Deputy to the Supreme People's Assembly
- Incumbent
- Assumed office 1998

Head of the Cadre Affairs Department of the Workers' Party of Korea
- In office 28 September 2010 – 31 December 2019
- Leader: Kim Jong Il Kim Jong Un
- Preceded by: Kim Kuk-thae
- Succeeded by: Ho Chol-man

Personal details
- Born: 8 October 1941 (age 84) Chonchon County, Jagang Province, North Korea

= Kim Phyong-hae =

North Korean politician (born 1941)

Kim Phyong-hae (born 8 October 1941) is a North Korean politician. He was a Vice Chairman of the Workers' Party of Korea (WPK) and the director of the Cadres' Affairs Department of the WPK. He is a full member of the 7th Central Committee of the WPK and a full member of the Politburo of the WPK. Kim is also a deputy to the 13th Supreme People's Assembly.

==Career==
Kim was born on 8 October 1941. In 1989, he was appointed Secretary of Organization of the WPK Pyongyang City Committee. In 1994 he was awarded the Order of Kim Il Sung.
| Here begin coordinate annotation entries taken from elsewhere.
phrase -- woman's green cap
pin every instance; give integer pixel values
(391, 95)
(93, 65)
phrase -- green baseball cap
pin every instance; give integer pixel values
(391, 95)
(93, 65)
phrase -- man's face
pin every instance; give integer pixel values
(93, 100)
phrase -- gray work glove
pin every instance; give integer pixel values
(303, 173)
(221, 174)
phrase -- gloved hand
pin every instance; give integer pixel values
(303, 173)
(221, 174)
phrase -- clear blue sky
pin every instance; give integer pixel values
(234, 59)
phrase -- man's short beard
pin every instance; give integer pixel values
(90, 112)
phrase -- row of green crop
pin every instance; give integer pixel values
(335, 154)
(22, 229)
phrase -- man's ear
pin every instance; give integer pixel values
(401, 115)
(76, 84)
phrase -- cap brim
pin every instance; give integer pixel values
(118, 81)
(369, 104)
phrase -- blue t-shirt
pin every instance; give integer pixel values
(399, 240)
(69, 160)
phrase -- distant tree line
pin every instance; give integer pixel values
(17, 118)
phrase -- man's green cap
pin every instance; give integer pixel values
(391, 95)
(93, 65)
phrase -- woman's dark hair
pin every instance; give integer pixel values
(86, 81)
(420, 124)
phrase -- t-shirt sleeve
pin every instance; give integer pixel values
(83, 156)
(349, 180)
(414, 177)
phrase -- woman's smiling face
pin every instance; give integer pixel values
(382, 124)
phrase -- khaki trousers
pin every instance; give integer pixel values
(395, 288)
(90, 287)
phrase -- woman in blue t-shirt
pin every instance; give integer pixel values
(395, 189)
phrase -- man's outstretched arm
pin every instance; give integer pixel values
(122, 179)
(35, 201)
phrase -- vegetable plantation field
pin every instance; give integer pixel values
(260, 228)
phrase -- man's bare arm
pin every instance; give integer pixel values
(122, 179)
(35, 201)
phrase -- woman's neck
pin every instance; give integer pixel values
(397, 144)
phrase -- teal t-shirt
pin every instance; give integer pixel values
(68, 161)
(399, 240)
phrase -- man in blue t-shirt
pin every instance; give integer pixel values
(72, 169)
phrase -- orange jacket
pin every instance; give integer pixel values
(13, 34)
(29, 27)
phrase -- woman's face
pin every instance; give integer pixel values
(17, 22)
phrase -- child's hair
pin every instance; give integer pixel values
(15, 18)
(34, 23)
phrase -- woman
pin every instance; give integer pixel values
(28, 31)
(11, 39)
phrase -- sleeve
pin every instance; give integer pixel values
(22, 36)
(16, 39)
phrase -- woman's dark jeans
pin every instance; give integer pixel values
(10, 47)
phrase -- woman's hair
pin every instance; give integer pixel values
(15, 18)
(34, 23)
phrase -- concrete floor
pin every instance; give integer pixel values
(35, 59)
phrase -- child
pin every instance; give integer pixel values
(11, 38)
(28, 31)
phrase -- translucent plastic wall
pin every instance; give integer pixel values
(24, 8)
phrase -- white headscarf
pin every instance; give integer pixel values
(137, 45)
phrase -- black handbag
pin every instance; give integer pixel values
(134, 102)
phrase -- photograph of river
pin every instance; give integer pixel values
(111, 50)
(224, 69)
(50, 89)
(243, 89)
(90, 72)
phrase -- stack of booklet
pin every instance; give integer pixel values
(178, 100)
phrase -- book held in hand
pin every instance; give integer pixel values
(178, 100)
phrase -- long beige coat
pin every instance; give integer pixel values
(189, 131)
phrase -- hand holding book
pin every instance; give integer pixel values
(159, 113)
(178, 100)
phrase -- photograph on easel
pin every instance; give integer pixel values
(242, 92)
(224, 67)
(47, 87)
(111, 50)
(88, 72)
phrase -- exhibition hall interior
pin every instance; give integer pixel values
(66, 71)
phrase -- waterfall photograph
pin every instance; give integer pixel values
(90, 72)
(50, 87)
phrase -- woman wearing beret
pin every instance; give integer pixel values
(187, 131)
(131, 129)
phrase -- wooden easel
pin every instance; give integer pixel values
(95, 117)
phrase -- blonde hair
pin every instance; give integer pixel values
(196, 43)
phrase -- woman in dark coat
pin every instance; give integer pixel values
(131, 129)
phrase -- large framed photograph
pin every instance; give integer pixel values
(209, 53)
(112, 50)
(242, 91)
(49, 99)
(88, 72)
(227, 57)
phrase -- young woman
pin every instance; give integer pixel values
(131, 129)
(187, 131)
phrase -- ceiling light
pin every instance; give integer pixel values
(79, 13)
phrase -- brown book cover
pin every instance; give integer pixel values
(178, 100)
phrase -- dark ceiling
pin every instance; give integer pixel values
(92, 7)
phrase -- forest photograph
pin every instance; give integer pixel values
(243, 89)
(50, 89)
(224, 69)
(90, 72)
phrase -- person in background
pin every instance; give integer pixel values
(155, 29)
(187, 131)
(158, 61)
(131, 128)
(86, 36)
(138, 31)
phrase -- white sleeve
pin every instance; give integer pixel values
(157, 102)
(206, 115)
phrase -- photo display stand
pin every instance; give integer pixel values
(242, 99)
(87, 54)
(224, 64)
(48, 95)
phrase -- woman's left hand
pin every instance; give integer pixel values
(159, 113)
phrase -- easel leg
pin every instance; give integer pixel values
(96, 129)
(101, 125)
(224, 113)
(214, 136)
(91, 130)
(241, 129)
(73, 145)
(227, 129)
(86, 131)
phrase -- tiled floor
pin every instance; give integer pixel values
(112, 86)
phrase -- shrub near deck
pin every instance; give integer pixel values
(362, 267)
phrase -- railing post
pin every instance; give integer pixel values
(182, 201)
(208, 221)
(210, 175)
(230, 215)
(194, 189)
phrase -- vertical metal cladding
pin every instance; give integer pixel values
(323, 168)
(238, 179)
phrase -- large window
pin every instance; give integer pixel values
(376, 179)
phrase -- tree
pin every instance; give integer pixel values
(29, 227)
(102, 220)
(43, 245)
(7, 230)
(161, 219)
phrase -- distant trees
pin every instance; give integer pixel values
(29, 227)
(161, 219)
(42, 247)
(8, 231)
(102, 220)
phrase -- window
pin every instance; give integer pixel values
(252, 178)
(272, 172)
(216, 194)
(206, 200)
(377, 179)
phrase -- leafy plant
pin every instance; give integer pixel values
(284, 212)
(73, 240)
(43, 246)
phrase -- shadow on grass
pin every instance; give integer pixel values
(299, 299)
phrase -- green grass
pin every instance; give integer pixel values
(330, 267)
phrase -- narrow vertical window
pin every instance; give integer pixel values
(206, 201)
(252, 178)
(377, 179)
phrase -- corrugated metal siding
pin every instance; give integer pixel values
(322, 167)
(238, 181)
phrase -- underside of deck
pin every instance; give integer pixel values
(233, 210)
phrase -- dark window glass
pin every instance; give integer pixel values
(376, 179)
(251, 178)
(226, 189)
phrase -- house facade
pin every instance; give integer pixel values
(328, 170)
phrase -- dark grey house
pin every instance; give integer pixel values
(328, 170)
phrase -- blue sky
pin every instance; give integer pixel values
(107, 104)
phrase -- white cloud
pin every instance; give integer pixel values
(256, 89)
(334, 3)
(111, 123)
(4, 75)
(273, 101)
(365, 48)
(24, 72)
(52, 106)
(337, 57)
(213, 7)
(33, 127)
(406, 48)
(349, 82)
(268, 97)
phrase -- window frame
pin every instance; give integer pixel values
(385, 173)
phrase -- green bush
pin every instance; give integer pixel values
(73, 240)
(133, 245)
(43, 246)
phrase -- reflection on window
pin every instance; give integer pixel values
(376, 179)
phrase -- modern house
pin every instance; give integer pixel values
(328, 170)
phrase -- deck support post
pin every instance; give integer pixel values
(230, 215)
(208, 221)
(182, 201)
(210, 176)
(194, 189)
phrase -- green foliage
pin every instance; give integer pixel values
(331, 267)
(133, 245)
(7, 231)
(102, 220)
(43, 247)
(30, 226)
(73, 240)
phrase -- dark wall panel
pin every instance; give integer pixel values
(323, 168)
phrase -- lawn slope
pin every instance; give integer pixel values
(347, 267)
In 1997 he was appointed Chief Secretary of the North Pyongan Province provincial committee and chair of the provincial people's committee, serving until 2003. In 1998 he was elected a deputy to the 10th Supreme People's Assembly. He was re-elected in 2003 and 2009. He entered the Politburo as an alternate member in September 2010, following the 3rd Party Conference, and was promoted to full member at the 7th Congress in May 2016. He led the Cadre Department of the party, serving simultaneously as vice-chairman of the Central Committee (the position was called "secretary of the Central Committee" until 2016). He was replaced in December 2019 at a Central Committee plenum.